Depois de publicar “Uma elite perdida”, recebi
mensagem de um médico, Manuel Alexandre da Silva, que trabalhava no Hospital
Municipal da Mulher Fernando Magalhães, referência em atendimento a vítimas de
violência sexual:
“Atendemos no fim de 2013 uma adolescente de 15
anos, uma americana, filha de pai brasileiro que tinha vindo passar as festas
de fim de ano com os parentes no Rio. Levada por sua prima à festa de formatura
do colégio Santo Inácio, após embriagar-se, foi levada da festa por um desconhecido
que a estuprou no interior de um táxi. Desnecessário comentar as condições
psicológicas desta menor e de seus pais, diante de tamanha brutalidade.
Parabéns pelo artigo, que espero repercutir nas consciências dos pais que
patrocinam tal descalabro”.
Os pais que ousam criticar custos e formato das
festas da Forma Ideal são expulsos da organização.

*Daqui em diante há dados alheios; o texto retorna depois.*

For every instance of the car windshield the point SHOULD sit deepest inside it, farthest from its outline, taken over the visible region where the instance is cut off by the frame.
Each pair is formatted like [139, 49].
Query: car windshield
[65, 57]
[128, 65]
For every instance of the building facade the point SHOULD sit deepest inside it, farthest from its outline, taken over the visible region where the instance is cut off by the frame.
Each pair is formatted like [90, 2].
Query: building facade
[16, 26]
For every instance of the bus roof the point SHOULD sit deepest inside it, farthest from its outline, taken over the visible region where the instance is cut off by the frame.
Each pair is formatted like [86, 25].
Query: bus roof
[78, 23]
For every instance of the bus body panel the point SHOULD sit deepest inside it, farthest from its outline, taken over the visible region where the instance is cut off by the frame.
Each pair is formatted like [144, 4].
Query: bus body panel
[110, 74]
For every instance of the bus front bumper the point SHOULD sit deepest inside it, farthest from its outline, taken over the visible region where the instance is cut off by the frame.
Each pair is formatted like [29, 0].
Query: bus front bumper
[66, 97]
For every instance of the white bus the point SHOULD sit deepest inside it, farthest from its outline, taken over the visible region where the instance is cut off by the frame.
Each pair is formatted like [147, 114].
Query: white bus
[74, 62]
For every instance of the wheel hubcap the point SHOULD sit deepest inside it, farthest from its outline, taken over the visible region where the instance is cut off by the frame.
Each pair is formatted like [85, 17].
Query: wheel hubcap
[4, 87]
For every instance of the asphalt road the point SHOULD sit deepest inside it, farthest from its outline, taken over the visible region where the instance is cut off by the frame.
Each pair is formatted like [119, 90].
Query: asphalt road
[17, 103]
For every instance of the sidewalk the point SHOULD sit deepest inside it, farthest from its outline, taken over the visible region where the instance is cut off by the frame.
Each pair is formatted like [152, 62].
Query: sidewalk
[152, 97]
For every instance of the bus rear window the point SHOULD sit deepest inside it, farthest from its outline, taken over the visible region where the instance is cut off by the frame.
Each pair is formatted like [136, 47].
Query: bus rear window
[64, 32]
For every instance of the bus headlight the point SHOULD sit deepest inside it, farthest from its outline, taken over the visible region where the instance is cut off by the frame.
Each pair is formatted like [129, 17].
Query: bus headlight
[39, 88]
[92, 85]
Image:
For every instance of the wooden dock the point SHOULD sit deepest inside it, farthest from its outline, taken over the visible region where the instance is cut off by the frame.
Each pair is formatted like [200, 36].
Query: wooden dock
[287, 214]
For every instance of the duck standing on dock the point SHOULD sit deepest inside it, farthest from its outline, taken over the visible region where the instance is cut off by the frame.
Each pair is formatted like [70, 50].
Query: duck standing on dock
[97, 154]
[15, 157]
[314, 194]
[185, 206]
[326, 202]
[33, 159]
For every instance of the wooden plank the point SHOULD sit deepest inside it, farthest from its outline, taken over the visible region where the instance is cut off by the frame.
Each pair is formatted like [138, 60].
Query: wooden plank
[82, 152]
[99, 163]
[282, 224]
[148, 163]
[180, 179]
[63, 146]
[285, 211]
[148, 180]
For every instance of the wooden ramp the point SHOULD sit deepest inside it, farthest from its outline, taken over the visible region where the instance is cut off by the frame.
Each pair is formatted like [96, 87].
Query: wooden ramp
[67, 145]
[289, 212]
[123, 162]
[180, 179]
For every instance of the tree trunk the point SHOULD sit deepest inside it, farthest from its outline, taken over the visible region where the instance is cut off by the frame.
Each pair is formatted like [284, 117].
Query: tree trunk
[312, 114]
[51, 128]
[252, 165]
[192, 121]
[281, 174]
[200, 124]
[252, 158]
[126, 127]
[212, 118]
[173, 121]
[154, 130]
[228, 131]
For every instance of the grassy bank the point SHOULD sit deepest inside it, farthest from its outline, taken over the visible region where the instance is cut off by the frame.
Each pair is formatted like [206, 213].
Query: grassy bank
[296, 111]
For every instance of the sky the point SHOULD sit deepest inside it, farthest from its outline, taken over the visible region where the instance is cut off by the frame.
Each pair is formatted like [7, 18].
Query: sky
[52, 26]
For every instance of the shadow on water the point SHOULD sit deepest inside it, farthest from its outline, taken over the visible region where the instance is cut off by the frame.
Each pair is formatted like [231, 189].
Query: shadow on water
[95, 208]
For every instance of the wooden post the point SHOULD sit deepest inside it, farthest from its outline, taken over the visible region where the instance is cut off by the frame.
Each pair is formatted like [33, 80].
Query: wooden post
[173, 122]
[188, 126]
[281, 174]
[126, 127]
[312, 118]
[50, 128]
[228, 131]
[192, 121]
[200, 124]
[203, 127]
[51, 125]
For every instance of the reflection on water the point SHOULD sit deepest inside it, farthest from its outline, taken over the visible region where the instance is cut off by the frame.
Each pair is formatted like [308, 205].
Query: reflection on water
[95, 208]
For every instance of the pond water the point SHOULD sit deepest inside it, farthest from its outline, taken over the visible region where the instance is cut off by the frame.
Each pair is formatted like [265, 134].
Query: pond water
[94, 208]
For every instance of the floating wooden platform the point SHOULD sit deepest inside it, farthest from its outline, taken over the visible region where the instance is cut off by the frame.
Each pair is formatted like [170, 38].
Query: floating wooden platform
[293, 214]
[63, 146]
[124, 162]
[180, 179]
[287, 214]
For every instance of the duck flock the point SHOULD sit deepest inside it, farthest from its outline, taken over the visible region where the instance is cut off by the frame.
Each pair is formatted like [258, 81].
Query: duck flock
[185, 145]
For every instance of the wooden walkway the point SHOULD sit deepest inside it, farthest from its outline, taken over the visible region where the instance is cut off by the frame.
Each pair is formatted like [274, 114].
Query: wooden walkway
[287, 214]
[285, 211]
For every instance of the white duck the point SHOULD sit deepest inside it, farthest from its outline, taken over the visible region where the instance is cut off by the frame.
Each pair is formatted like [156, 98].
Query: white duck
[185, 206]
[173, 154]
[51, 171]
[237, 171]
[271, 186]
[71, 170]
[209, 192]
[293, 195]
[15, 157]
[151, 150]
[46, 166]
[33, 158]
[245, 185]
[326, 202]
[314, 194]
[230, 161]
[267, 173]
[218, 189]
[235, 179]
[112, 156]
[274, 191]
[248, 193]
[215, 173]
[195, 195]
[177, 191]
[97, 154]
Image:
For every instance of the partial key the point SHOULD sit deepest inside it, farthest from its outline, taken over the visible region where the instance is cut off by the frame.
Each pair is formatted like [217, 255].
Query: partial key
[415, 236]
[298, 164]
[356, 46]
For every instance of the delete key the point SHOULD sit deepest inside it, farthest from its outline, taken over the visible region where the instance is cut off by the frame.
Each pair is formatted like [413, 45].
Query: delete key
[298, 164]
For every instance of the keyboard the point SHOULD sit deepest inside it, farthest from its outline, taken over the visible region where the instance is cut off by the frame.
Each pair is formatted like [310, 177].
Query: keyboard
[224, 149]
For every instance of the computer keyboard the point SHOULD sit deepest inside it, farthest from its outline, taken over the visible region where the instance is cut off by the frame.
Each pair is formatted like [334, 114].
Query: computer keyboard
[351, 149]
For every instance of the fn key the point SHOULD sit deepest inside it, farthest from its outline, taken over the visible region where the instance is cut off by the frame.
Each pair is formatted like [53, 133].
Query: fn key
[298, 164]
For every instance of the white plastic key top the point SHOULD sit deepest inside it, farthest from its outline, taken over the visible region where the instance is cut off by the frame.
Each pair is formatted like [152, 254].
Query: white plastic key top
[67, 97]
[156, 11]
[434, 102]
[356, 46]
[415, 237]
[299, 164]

Mas pagam a festa.
Capitulam, por medo de desgostar os filhos e por achar a festa importante para
“o futuro profissional dos filhos”. Não, nós não estamos fazendo nosso papel –
e não adianta exigir da escola ou dos governos o que somos incapazes de fazer
em casa. Vamos mudar para poder protestar.